In 1984, when he made the first of the prints on display here, Stella was probably the leading candidate to be the great American artist of his time. "Stella's career has become an exemplary one, a kind of guarantee of the whole art enterprise," wrote Calvin Tomkins in a long New Yorker profile that year.

Stella had recently delivered a prestigious Norton lecture at Harvard, in which he shockingly proposed that abstract artists should learn the lessons of the turn-of-the-17th-century master Caravaggio and energize three-dimensional space. Stella's canvases were already metamorphosing into sculptural reliefs, as their curves flew out of the frame and into the room. Mr. Plane Geometry was going for baroque.

The prints on display were one result of this quest. The first, made in 1984, were inspired by the artist El Lissitzky's 1919 illustrations of the Had Gadya, a song traditionally sung at the end of the Passover seder. The song recounts a set of events — the purchase of a goat, a cat eating the goat, a dog biting the cat, a stick hitting the dog, the stick burning in the fire, and so on.

While Lissitzky actually illustrated the story, Stella made prints of pillars, cones, striped semicircles, pieces of cloth, and other less recognizable objects which he cut and pasted onto the sheet, often adding some paint. These are the freest and most visually enjoyable of the series shown here.

The rest of the work on display was made in collaboration with Tyler Graphics in Mount Kisco, N.Y. In this case, the printing plate is itself a collage of elements created with disparate printing processes, including lithograph, etching, aquatint, engraving, and screen printing that were cut and fitted together. Items that recur in these works are gridded plastic fence, lace, computer renderings of cigar smoke, and a roof gutter.

The series based on Italo Calvino's Folk Tales is represented by four impressions of the same plate, Bene come il sale (As Dear as Salt, 1989). Each of the prints has a different feeling, depending on the colors used and the density of the inking. On the wall labels, the curators reprint the entire story, which is about a princess who hides in a candle stand to escape from her father, who wants to kill her. (Spoiler: She is discovered there by a prince who falls head over heels in love with her.) The story is charming, though the prints have little to do with it.

Perhaps the single most satisfying print in the show is Juam (1997) from the series Imaginary Places. It is centered on a swirling striped spiral, with interlocked rings and patches created with molten metal, and it does evoke the magical island its text describes. Stella seems to have stopped just in time. A more elaborate variant of this print that hangs next to it is much less interesting.

Mitra Abbaspour and Calvin Brown, the show's curators, not Stella, picked all the literary passages that appear on the labels. Throughout his career, Stella has used titles that have no obvious relationship to the works they name. There is reason to doubt the literary works are as important to Stella as the curators say.

But then there's Moby Dick.
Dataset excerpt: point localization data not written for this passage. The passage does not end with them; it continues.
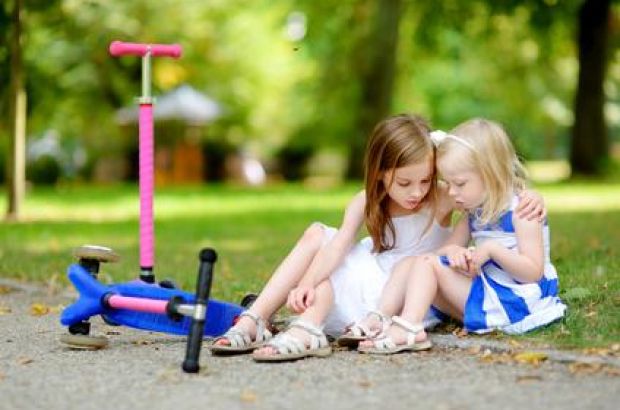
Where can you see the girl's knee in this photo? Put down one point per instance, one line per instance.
(313, 235)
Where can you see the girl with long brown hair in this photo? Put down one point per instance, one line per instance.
(331, 281)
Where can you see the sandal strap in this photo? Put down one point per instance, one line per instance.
(412, 329)
(236, 337)
(385, 320)
(262, 333)
(285, 344)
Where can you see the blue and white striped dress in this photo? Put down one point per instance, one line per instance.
(496, 300)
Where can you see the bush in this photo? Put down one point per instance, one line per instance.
(44, 170)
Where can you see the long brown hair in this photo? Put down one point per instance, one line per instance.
(396, 142)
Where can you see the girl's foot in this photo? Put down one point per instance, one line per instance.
(401, 336)
(371, 326)
(302, 339)
(247, 334)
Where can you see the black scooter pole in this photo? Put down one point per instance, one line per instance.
(203, 288)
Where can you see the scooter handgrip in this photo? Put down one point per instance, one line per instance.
(203, 288)
(119, 48)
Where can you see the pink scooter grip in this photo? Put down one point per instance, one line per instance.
(119, 48)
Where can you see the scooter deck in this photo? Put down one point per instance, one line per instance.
(220, 315)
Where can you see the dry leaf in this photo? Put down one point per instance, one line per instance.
(474, 349)
(460, 332)
(534, 358)
(528, 378)
(24, 360)
(142, 342)
(585, 368)
(515, 344)
(365, 383)
(39, 309)
(248, 396)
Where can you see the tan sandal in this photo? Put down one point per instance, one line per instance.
(359, 332)
(240, 340)
(291, 348)
(385, 344)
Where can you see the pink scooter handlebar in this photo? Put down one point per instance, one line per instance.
(119, 48)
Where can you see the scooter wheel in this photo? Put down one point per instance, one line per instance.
(95, 252)
(83, 342)
(248, 300)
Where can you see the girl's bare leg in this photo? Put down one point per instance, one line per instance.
(430, 282)
(393, 294)
(315, 314)
(286, 277)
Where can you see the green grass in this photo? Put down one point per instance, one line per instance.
(253, 229)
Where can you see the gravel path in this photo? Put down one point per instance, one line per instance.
(141, 370)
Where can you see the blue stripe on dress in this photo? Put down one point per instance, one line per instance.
(515, 307)
(474, 316)
(548, 287)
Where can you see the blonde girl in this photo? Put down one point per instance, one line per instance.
(506, 280)
(331, 281)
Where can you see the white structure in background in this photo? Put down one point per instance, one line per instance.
(183, 103)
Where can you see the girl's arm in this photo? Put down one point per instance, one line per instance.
(526, 265)
(455, 247)
(328, 258)
(531, 206)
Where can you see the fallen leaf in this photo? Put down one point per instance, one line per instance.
(460, 332)
(24, 360)
(474, 349)
(5, 290)
(248, 396)
(577, 293)
(527, 378)
(585, 368)
(514, 343)
(142, 342)
(534, 358)
(39, 309)
(599, 351)
(365, 383)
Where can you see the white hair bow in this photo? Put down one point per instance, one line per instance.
(439, 136)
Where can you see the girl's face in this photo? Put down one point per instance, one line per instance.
(407, 186)
(465, 185)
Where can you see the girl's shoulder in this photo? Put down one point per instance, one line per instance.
(445, 204)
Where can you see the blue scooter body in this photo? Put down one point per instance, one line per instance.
(220, 315)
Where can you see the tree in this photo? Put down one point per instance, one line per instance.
(590, 143)
(17, 147)
(377, 54)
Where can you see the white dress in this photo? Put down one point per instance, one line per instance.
(359, 280)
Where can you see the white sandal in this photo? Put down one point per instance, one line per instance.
(240, 340)
(385, 344)
(358, 332)
(291, 348)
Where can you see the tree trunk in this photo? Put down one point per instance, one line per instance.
(590, 144)
(16, 164)
(377, 79)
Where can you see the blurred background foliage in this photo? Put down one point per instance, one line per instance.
(301, 82)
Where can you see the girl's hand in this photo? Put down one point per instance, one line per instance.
(300, 298)
(481, 255)
(459, 258)
(531, 206)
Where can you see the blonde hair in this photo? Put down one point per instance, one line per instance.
(486, 148)
(396, 142)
Stella's interest in the book grew from a shape that had emerged in some of his earlier prints that can be read either as a wave or as a whale. Stella's first thought was to do a series based on all 135 chapter titles, but over 12 years, he produced 266 works in different media inspired by Herman Melville's novel.
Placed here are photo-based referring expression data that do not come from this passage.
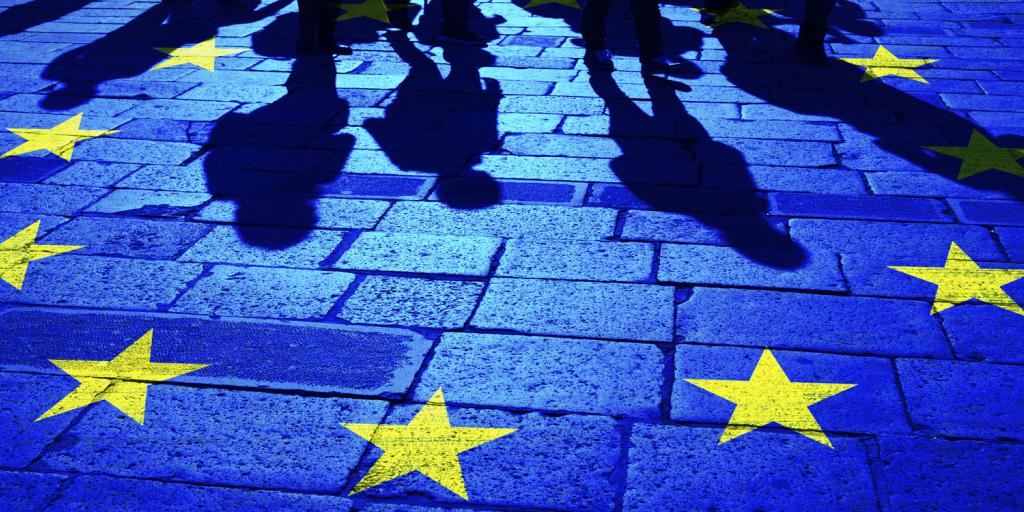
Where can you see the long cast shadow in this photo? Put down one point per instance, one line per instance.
(418, 135)
(128, 51)
(270, 164)
(738, 215)
(899, 123)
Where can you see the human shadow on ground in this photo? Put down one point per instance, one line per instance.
(269, 165)
(657, 167)
(129, 50)
(441, 124)
(885, 126)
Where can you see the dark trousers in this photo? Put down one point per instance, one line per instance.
(316, 20)
(646, 16)
(816, 12)
(455, 13)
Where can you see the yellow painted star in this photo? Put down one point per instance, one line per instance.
(981, 155)
(17, 251)
(885, 64)
(122, 382)
(59, 140)
(203, 54)
(567, 3)
(428, 443)
(374, 9)
(769, 396)
(962, 280)
(735, 13)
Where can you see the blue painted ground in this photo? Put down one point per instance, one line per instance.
(558, 251)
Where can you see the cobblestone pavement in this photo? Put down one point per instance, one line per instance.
(590, 266)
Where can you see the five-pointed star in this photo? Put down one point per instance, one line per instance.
(59, 140)
(374, 9)
(885, 64)
(769, 396)
(735, 13)
(962, 280)
(568, 3)
(202, 54)
(428, 443)
(980, 155)
(122, 381)
(17, 251)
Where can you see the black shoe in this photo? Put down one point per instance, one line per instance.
(655, 66)
(810, 45)
(462, 36)
(304, 47)
(333, 48)
(598, 59)
(720, 5)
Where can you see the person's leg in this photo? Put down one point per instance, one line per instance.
(647, 18)
(594, 24)
(455, 14)
(811, 41)
(816, 12)
(308, 14)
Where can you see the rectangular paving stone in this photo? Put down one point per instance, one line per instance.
(989, 212)
(520, 221)
(562, 463)
(411, 301)
(796, 179)
(330, 212)
(886, 240)
(92, 174)
(787, 268)
(102, 282)
(758, 152)
(28, 491)
(934, 474)
(39, 199)
(872, 407)
(150, 203)
(712, 229)
(265, 247)
(262, 292)
(927, 184)
(983, 332)
(577, 260)
(858, 207)
(320, 357)
(89, 493)
(964, 399)
(546, 374)
(546, 144)
(820, 323)
(578, 308)
(420, 253)
(127, 237)
(240, 438)
(788, 471)
(135, 152)
(590, 169)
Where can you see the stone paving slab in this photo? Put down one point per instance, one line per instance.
(557, 249)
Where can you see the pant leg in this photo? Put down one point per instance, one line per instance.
(647, 17)
(816, 12)
(455, 13)
(594, 24)
(308, 19)
(329, 11)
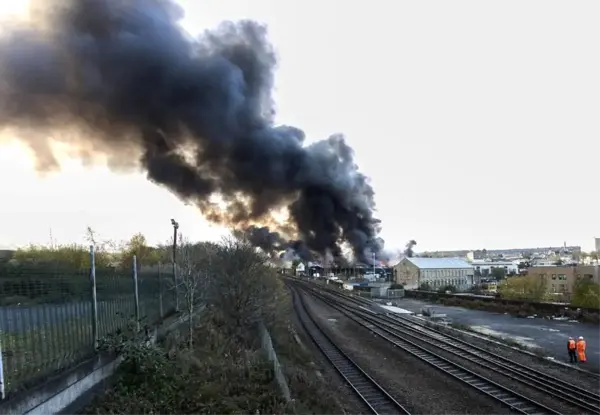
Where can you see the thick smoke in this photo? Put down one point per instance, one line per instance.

You can sort of see the whale in The Cabin. Ahab and Starbuck (Dome), from 1991, in which the paper is pressed around a rounded shape that makes the print look pregnant. The chapter itself, though, is more about Ahab, "the wondrous old man" on his monomaniacal quest.

Stella has acknowledged that he identifies with Ahab in his obsession and frustration. Stella's quest for a wholly abstract art that offers the pleasures and the meanings of narrative seems just as doomed.